A sector-relative EV/EBITDA screen on UK stocks produced 9.77% annualized over 25 years against 0.86% for the FTSE 100 price index, with a max drawdown of -31.12% and consistent investment across all 25 years. The headline excess of +8.91% is vs a price-only benchmark. Against the total-return FTSE 100 (dividends included), the true advantage is closer to +5-6% annually.

The honest summary: the UK result is steady outperformance with lower drawdowns than the local market. It's not a high-octane strategy. The 2001-2003 period and the post-COVID recovery (2020-2021) are the strongest relative windows. The 2022 rate shock year was a clear weak spot, where the FTSE 100's energy and commodity tilt held up while the strategy fell -20.3%.

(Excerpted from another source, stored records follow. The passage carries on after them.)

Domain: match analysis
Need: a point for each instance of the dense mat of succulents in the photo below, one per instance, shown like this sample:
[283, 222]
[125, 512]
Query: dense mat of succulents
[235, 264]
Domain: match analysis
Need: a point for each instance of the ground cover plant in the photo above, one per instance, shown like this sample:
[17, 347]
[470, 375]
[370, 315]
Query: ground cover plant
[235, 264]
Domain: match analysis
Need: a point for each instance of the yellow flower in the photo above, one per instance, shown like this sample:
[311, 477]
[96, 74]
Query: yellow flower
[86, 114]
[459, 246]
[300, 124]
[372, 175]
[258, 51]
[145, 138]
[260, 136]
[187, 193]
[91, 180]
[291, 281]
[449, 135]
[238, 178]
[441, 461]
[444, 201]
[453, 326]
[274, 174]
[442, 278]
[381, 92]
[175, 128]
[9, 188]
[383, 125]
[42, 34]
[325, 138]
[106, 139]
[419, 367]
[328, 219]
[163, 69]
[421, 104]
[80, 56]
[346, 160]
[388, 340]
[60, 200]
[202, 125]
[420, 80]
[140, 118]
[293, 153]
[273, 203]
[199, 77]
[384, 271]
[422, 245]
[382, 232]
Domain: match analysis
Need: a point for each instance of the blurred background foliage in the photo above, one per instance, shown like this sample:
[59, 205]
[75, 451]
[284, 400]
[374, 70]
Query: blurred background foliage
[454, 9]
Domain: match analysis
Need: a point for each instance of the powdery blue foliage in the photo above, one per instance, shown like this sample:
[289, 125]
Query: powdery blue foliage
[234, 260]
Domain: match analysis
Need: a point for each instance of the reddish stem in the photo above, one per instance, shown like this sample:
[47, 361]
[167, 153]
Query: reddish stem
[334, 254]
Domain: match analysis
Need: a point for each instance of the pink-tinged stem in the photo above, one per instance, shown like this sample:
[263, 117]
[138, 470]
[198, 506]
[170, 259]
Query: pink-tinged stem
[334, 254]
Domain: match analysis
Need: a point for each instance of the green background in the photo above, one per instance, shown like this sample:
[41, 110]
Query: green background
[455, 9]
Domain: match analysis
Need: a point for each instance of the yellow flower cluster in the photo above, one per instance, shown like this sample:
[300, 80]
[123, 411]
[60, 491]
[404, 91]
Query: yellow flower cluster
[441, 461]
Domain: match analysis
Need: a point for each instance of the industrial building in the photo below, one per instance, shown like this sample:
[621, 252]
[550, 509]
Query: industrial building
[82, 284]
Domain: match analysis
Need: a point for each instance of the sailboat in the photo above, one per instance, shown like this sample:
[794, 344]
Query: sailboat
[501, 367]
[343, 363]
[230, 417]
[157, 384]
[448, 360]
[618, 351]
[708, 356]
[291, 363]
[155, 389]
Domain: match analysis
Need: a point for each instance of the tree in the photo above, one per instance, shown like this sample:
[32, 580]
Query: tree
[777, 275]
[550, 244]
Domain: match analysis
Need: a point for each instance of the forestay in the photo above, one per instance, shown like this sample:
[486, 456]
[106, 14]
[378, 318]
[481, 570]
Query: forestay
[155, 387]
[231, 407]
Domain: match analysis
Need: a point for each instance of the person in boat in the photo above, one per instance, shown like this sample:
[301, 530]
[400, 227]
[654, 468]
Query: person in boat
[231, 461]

For investors seeking systematic value exposure on the LSE, the sector-relative EV/EBITDA filter provides a data-driven approach to identifying the mispriced names within each sector.

What's your experience with UK value strategies? Does the sector-relative framing work better or worse than absolute multiple filters on the LSE?


Data: Ceta Research (FMP financial data warehouse). Backtest covers 2000-2025 using point-in-time financial data with 45-day filing lag. Returns in GBP. Benchmark (SPY) in USD. Results are hypothetical and do not reflect actual investment results. Past performance does not guarantee future results.